Prinsjesdag 2023: wat betekenen de nieuwe kabinetsplannen voor uw bedrijf?

Hoewel Prinsjesdag voornamelijk werd gekenmerkt door de demissionaire status van het kabinet, waardoor grote plannen ontbraken, is er wel degelijk een aantal maatregelen op het gebied van energie aangekondigd dat impact kan hebben op uw bedrijfsvoering. We zetten hieronder graag de meest relevante onderwerpen voor u op een rij.
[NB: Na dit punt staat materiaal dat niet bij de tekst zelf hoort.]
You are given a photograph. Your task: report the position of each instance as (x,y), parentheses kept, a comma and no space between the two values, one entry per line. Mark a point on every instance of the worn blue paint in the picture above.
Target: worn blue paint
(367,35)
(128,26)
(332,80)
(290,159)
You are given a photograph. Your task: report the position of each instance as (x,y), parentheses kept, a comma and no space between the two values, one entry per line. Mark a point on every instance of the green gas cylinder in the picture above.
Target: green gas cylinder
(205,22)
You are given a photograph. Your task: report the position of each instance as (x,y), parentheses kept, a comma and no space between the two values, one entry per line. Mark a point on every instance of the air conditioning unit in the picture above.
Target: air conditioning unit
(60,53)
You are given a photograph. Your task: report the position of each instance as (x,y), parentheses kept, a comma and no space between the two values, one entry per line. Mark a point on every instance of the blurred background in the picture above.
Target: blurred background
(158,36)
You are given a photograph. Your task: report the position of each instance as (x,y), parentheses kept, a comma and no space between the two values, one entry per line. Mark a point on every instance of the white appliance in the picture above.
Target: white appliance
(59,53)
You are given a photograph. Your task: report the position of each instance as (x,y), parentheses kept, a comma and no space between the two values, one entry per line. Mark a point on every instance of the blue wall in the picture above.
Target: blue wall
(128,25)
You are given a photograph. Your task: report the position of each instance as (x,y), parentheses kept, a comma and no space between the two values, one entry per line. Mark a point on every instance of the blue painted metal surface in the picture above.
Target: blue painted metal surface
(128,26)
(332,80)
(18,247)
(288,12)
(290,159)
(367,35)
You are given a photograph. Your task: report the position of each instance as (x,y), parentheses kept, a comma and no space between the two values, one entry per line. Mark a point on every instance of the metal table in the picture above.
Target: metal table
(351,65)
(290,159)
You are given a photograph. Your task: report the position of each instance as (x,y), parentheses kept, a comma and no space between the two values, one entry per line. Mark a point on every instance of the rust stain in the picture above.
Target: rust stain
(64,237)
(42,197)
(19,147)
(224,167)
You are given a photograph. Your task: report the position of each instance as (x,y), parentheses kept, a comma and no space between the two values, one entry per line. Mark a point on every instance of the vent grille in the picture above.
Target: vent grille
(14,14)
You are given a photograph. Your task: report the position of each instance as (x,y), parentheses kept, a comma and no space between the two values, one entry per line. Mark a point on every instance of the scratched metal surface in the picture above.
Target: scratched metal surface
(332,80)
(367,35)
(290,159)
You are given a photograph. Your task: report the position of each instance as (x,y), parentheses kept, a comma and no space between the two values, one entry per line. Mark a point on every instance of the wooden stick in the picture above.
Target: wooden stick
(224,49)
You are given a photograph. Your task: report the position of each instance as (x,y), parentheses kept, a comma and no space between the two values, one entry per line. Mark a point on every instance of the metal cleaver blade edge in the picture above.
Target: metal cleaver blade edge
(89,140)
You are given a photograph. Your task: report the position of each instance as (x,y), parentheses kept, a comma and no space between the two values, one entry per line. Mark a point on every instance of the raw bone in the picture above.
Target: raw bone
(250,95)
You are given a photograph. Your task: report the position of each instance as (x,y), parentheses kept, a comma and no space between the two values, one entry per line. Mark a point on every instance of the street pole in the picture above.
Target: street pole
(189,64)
Alle energiegerelateerde onderwerpen

  • Eerste schijfgrens energiebelasting verlaagd

    Het kabinet is van plan om vanaf 1 januari 2024 de eerste schijfgrens voor het verbruik van gas terug te brengen naar 1.000 m3. Dat is nu nog 1.200 m3. Daarnaast wordt de eerste schijfgrens van elektriciteit verlaagd naar 2.900 kWh. De belastingtarieven voor zowel de eerste als de tweede schijf blijven voor gas en elektriciteit gelijk. Het is mogelijk dat dit in de toekomst nog wel wordt aangepast, indien hiervoor een wetswijziging komt.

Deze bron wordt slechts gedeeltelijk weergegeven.